RNA is usually thought of as the molecule that helps turn genes into proteins. The goal of this project is to use bi-functional RNA therapy in two new ways. First, the RNA treatment will be designed to stick specifically to Her2/neu, a target on the surface of breast cancer cells. Second, a different part of the RNA treatment will be designed to enter the breast cancer cell and block the function of the cell, thereby preventing it from growing or behaving like a cancer cell.

-- Geraldine Jacobson, M.D., clinical associate professor and associate chair of radiation oncology, UI Carver College of Medicine; $17,919

Title: Effect of a Yoga Intervention on Fatigue, Distress and Quality of Life in Breast Cancer Patients: A Randomized Pilot Study

-- Toshiki Itoh, M.D., Ph.D., assistant professor of pathology, UI Carver College of Medicine; $30,000

Title: The Role of DDB2 in Lung Cancer Suppression

Lung cancer is the leading cause of death from cancer worldwide. Despite the extensive characterization of genetic changes associated with this disorder, lung cancer remains very difficult to cure because many genes/pathways are involved in the development, growth and spread of lung cancer. Two molecules that interact to inhibit abnormal growth of cells are called p53 and DDB2. Little is known about the role of DDB2 in lung cancer. Studies will be done to determine how DDB2 suppresses lung cancer.

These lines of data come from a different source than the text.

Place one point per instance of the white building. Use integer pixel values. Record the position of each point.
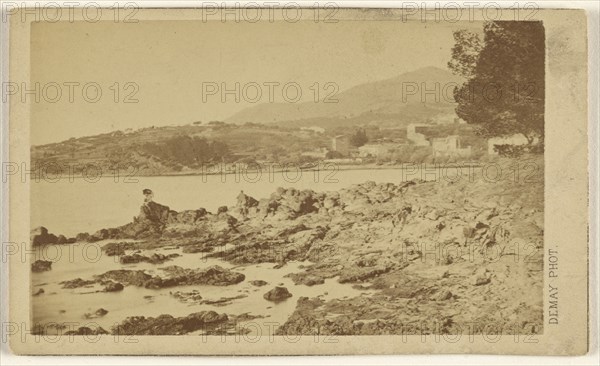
(516, 140)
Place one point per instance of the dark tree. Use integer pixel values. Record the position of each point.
(504, 91)
(359, 138)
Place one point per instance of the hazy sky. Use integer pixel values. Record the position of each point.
(170, 60)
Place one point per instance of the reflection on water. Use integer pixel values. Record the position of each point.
(72, 206)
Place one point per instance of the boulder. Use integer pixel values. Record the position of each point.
(442, 295)
(277, 294)
(169, 325)
(76, 283)
(41, 266)
(40, 236)
(111, 286)
(258, 283)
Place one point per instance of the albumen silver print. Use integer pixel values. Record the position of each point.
(293, 180)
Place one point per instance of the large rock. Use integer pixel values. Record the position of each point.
(277, 294)
(41, 266)
(169, 325)
(40, 236)
(215, 276)
(156, 258)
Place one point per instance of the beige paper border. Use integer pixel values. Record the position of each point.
(566, 225)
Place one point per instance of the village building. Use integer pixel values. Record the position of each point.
(319, 153)
(377, 150)
(449, 146)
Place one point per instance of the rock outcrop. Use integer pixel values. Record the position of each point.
(41, 266)
(169, 325)
(277, 294)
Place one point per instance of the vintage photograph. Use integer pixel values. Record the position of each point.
(307, 172)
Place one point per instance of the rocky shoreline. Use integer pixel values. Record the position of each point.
(440, 255)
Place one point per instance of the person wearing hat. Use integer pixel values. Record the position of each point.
(148, 196)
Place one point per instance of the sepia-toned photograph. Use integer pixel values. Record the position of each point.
(296, 173)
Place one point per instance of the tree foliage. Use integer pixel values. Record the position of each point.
(504, 91)
(187, 150)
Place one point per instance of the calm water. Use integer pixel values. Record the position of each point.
(59, 305)
(69, 207)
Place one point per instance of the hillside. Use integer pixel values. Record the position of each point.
(177, 149)
(373, 102)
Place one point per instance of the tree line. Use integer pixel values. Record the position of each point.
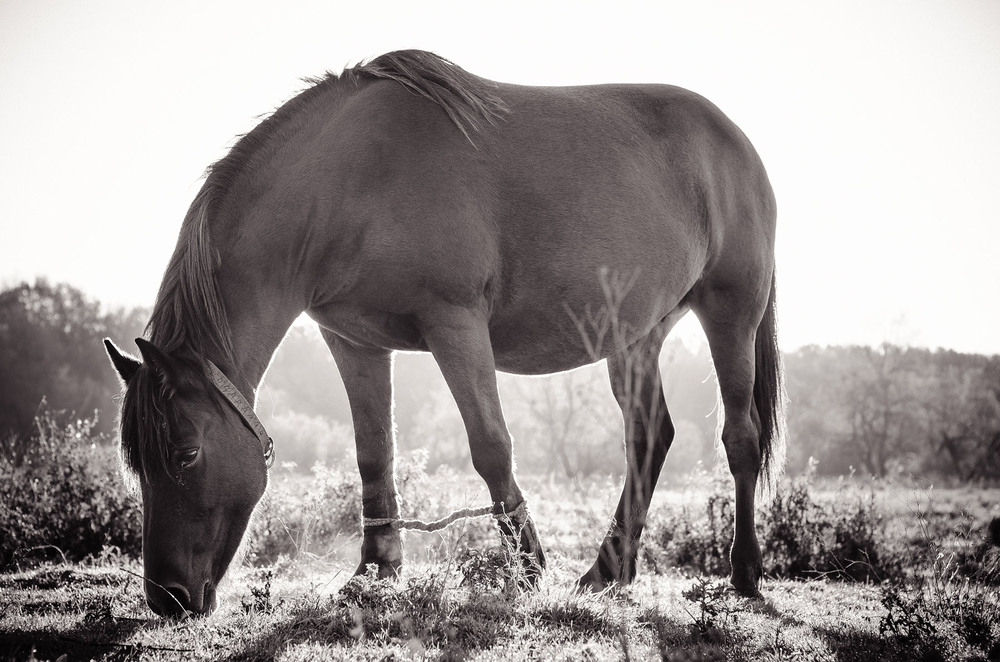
(873, 410)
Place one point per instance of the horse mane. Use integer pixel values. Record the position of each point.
(467, 99)
(188, 312)
(189, 319)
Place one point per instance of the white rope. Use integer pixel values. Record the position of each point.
(521, 512)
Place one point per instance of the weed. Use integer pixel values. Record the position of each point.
(63, 492)
(260, 600)
(718, 609)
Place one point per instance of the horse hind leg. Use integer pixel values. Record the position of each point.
(730, 318)
(367, 376)
(636, 383)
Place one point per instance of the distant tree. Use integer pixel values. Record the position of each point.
(959, 399)
(50, 347)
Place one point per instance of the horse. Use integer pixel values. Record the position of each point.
(406, 204)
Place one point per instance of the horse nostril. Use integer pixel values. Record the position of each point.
(167, 600)
(208, 602)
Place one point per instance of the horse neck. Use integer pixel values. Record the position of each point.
(258, 320)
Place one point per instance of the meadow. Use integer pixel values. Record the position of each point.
(855, 570)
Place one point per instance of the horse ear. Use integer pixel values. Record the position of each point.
(125, 364)
(155, 358)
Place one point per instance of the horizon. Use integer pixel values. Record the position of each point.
(876, 122)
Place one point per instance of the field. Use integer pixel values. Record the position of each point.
(857, 571)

John H. Lee, M.D., assistant professor of otolaryngology - head and neck surgery, UI Carver College of Medicine; $30,000

Title: Immune Cell Requirements for Clearing HPV-Positive Head and Neck Cancer

Human papillomavirus (HPV) is the cause of 25 percent of head and neck cancers. Surprisingly, patients with HPV-positive cancers are more likely to have cancers that have spread, yet are still more curable than their HPV-negative counterparts. In an attempt to understand the mechanism related to the growth of head and neck cancer we have created an HPV-positive and HPV-negative mouse cancer model. The studies in this grant will identify which immune cells are required to develop an anti-tumor response. This understanding will provide a critical rationale for developing an immune-related strategy that may help cure more HPV-positive cancers.

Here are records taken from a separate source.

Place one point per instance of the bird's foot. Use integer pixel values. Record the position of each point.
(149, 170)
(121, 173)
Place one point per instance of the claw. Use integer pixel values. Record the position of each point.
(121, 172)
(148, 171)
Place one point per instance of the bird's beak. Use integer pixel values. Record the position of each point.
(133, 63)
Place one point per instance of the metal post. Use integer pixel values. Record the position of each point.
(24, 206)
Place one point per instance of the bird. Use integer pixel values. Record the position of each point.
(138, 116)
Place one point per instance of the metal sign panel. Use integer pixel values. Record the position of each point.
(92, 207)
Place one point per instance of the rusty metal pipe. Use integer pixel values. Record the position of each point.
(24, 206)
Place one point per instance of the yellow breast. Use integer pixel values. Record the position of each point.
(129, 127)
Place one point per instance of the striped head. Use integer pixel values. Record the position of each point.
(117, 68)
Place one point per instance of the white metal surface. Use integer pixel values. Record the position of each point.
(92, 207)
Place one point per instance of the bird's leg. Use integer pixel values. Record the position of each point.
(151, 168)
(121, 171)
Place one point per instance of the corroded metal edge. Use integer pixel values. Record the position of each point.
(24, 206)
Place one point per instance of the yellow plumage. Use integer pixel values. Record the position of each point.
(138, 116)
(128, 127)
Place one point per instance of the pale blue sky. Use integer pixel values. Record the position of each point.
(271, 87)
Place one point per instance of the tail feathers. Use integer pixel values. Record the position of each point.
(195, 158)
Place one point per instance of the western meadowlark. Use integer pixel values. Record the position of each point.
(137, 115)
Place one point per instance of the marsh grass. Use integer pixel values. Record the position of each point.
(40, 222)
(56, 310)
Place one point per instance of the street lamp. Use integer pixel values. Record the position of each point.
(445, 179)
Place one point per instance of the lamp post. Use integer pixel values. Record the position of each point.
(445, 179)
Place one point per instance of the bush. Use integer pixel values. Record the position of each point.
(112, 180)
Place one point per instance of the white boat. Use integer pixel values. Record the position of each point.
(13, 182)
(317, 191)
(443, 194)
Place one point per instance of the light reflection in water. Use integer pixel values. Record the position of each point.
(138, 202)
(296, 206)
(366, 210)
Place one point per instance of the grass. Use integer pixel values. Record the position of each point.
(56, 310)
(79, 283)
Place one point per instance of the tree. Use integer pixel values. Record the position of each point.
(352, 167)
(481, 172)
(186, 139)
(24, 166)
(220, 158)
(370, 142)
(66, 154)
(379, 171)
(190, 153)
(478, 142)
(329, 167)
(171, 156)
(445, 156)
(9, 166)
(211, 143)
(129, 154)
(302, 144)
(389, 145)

Aliye Uc, M.D., assistant professor of pediatrics, UI Carver College of Medicine; $20,000

Title: Heme Oxygenase-1 as a Modulator of Colonic Epithelial Cell Proliferation and Carcinogenesis

Colon cancer remains a significant global health concern. It is the third most-prevalent cancer and the second-leading cause of cancer deaths in the United States. Long-term consumption of red meat is associated with an increased risk of colon cancer. Heme, which is abundant in red meat, might be a cause of increased colon cancer risk, but the mechanism by which heme induces colon cancer is not known. We will study a molecule called heme oxygenase-1 (HO-1) that may explain the link between red meat intake and colon cancer. Our objective is to define the role of HO-1 in colon cancer formation and to use the HO-1 pathway as a target for possible colon cancer treatment.

The Holden Comprehensive Cancer Center at the UI is Iowa's only National Cancer Institute (NCI)-designated comprehensive cancer center. NCI-designated comprehensive cancer centers are recognized as the leaders in developing new approaches to cancer prevention and cancer care, conducting leading edge research and educating the public about cancer.